Home Editor's Picks Ronojit Bhuyan Piano Recital St Nicholas Church, Brighton

Ronojit Bhuyan Piano Recital St Nicholas Church, Brighton

Review by Simon Jenner, February 26th 2025

Ronojit Bhuyan arrives at St Nicholas with a powerful emphatic style reminding one of pianists like Barenboim in Bach and Beethoven. 

An exciting pianist who’s won prizes for improvisation, Bhuyan’s also a PhD student at Trinity Laban where he’s won prizes and plaudits over the last four years. During lockdown Bhuyan and his mother violinist Sunita Bhuyan played 85 concerts between March 2020 to October 2021, featuring a remarkable array of well-known platforms.

He offers Bach’s final B minor Prelude and Fugue No.24 from Book 2 of the 48. This in truth No.48. Bhuyan delivers a clear-sighted pianistic and full, unapologetic tonal richness to this ambiguously majestic prelude and fugue. The Fugue truly arrives as a conclusion of a hidden journey.

 Photo Credit Luca Luciano

Beethoven’s Piano Sonata No. 15 in D major Op 28 the ‘Pastoral,’ and opens with an ebullient Allegro that suits Bhuyan perfectly. It’s sallies and feints ripple over the keyboard.

The darker Andante Bhuyan takes at a direct statement of doubt and shadow in a kind of subdued alla marcia that moves too like a ticking clock.and fairly launches at the major section exuberantly. 

When back in the minor there’s greater variety and a complex working out if motifs against the metronomic pulse Beethoven lays out like a kind of extra musical accompaniment. One thinks of Ligeti’s wonderfully suave 100 Metronomes. Beethoven was there first with one. But if course it’s a study in melancholy and (seemingly) obsession. It ends unsettled in some remarkable chords

Banishing this is the tripping Scherzo: Allegro vivace. This it’s not very different from the first movement. A loping theme bubbles and plays like leapfrog over itself. Bhuyan takes this steadily and refuses the invitation to gambol.

 Photo Credit Simon Jenner

The Rondo: Allegro non troppo is a far more suave affair; but here too the pulse is a little like the hurdy-gurdy effect Haydn wrought in his Symphony 82 ‘The Bear’. Beethoven indeed learned a lot from Haydn the composer even if he didn’t acknowledge his teaching helped.

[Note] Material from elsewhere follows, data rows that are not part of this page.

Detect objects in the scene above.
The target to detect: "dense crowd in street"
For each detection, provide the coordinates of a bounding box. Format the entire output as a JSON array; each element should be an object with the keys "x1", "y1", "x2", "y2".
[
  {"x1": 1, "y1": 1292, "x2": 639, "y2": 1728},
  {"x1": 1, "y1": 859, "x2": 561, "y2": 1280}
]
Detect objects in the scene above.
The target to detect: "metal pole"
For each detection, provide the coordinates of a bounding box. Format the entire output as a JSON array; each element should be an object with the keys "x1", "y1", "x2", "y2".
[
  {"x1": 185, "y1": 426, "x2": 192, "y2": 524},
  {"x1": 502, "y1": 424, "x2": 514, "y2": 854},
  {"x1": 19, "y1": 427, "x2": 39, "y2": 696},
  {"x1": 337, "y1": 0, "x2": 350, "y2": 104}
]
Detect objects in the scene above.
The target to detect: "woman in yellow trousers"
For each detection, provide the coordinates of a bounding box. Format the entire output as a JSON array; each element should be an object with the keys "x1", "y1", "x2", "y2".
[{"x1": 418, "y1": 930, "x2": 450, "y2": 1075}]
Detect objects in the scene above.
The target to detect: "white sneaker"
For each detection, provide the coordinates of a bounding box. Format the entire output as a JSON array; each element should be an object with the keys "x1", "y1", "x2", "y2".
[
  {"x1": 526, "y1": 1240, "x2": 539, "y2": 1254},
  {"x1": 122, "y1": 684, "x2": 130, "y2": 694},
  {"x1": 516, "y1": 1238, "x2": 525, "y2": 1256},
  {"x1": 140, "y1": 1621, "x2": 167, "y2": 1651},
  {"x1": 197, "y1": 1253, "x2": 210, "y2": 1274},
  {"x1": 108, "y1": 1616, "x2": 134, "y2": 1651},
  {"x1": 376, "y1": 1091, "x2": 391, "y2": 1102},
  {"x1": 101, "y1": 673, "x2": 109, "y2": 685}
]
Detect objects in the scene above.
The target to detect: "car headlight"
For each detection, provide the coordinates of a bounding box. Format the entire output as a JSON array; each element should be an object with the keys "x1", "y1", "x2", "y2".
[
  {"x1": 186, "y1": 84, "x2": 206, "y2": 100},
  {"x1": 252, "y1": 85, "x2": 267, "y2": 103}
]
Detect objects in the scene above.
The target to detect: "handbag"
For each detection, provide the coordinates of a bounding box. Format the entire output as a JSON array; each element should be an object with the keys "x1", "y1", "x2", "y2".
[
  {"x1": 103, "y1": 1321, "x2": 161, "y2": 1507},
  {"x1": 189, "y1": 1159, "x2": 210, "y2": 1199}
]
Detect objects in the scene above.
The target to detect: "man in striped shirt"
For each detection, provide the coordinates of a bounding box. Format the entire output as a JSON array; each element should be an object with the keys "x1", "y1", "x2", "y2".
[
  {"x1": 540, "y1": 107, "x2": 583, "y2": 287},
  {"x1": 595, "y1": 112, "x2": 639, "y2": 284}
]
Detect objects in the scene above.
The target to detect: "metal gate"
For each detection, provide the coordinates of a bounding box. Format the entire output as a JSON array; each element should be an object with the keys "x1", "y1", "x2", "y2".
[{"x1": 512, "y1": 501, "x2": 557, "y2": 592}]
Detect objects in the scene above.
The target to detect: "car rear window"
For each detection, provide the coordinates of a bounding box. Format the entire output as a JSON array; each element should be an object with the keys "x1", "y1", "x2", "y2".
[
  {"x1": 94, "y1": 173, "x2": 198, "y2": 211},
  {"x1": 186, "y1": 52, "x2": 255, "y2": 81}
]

The central section is more exploratory in its fugato effects and enharmonics that gathered to a strange intensity that makes you realise the Tempest Sonata Op 32/2 isn’t that far off. The hurdy-gurdy returns to reassure and the work ends on some reassurance of pastoral. It’s been an elusive thing though. It’s very good to have Bhuyan’s clear-eyed Beethoven.

 

His Debussy the Images Book 2 is a glinting different thing. Written in 1907 they reflect Debussy’s preoccupation with the east.

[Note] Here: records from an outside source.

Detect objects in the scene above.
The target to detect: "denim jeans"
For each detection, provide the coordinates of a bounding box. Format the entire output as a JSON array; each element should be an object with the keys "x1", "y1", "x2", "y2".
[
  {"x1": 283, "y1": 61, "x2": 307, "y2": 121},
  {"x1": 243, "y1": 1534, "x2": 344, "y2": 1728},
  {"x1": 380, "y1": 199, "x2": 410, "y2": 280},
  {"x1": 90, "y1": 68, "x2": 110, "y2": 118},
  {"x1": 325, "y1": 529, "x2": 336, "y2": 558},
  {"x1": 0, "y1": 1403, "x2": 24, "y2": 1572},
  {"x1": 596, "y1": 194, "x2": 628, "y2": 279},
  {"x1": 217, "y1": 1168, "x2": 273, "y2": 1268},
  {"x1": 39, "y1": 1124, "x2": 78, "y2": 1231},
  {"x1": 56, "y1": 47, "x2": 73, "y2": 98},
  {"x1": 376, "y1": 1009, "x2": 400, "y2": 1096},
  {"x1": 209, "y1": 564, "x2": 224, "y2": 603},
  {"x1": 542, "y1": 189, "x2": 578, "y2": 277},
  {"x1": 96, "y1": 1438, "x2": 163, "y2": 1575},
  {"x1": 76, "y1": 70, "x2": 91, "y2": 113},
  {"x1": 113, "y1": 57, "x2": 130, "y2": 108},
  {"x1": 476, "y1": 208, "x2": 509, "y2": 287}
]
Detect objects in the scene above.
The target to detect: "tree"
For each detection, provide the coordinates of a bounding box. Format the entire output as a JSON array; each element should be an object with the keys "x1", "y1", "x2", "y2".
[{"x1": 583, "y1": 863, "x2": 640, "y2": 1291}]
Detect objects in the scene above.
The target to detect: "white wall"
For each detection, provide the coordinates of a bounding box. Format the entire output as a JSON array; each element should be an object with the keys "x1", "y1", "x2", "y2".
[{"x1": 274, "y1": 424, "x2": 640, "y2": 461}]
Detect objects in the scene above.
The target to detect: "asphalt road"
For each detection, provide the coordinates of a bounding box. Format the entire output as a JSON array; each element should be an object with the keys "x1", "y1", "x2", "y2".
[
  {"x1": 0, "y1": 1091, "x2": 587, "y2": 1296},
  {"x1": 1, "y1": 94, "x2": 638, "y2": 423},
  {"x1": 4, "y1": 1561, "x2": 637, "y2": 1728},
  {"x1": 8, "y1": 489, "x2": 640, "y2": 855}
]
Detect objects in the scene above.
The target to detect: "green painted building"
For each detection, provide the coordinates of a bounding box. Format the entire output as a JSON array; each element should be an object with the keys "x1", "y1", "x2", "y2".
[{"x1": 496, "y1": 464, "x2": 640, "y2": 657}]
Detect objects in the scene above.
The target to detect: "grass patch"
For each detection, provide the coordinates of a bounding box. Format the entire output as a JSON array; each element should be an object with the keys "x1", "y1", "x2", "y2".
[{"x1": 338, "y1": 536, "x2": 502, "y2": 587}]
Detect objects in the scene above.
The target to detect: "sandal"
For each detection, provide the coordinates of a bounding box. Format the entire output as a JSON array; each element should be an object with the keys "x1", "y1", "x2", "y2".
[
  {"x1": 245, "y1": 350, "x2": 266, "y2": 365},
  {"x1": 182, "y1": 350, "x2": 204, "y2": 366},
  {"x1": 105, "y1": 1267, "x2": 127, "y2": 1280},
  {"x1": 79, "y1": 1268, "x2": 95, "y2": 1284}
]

‘Cloches a travers les feuilles’ or bells across leaves is a remarkable sweep and skitter of a piece that both involves rustles and the majestic bells with a kind of glittering keyboard splintering the light through the leaves, if indeed one wants to take such invocations literally. Bhuyan controls the line here and though cheerfully decorating as r goes along Debussy’s palette, never loses that direction. 

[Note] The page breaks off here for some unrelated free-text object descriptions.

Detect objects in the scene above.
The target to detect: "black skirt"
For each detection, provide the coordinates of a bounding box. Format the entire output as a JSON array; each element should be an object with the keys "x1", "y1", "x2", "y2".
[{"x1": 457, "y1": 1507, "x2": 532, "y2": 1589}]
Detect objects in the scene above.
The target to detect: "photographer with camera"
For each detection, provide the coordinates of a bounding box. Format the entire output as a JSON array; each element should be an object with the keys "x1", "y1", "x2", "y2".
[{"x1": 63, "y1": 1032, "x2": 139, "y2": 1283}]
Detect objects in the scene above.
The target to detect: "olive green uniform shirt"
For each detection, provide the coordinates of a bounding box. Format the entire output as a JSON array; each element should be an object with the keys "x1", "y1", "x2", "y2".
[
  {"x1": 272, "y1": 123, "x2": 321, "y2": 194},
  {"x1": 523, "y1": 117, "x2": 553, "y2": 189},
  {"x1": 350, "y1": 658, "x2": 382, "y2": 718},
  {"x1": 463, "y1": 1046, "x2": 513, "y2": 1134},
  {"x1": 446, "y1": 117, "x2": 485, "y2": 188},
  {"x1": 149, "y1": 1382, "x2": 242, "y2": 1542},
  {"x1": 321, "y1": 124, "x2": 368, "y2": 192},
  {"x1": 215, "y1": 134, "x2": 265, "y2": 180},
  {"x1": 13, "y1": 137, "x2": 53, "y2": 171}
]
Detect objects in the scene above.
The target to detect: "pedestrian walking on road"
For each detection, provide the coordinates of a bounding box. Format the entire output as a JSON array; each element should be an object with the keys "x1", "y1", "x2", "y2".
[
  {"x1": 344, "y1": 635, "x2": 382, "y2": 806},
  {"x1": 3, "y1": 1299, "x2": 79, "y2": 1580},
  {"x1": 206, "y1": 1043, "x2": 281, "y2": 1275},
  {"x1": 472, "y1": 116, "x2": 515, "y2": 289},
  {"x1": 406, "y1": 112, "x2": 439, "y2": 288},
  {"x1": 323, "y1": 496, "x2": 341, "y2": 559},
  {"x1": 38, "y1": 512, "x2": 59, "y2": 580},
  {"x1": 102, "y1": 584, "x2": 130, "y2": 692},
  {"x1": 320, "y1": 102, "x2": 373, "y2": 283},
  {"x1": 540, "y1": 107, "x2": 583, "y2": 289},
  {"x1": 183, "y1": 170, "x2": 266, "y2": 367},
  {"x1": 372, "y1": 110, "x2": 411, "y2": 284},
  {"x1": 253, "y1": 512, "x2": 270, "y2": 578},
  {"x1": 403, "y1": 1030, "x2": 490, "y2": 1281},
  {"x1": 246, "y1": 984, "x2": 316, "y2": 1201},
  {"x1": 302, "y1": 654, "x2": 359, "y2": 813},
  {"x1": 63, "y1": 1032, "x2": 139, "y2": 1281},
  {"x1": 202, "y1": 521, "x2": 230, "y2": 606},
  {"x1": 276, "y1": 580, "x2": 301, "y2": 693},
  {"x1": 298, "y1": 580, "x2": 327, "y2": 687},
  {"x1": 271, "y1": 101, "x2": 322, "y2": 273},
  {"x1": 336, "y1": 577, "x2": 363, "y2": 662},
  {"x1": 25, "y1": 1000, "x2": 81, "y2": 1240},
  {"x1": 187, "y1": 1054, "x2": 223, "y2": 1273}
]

‘Et la lune descend sur le temple quiz fut’ (And the moon descends on the temple that was) by is the adagio piece here. A befitting moonlight it allows pools of sound to eddy in opalescent shivers of chords, where a descending right hand strikes through a gentle chime of a theme. Bhuyan is particularly fine at enriching his sonorities and letting the melodies and harmonies state themselves. He also enjoys the pared down starkly sumptuous conclusion and makes it strange again.

Poissions d’Or or Golden Fish follows without a break headlong in its glitter and allegro-like panache. Even in the trio section Debussy is unquiet. There’s thematic shifts, with jumps and a jokey sonority presaging his Children’s Corner of a year later.Yet it ends as it must mysteriously.

 Photo Credit Simon Jenner

 Photo Credit Simon Jenner

Shostakovich is famed for his great 1951 Preludes and Fugues written for Tatiana Nikolayeva. But in 1934 he wrote a sparky and terrific set of Preludes Op 34:for himself. The last 24 in D minor is an ironic twist of a minute camping profundity in a twist and wearing it’s ominous sense lightly. There’s a tea-for-two-step feel about this that’s positively sinister. Bhuyan plays this is a pontillistic way, more unhurried than say Oli Mustonen on his famed recording but pointing up that this is a far more ironic than simply devilish piece and he brings far more character to it.

A superbly probing recital. Bhuyan has immense promise. Very highly recommended.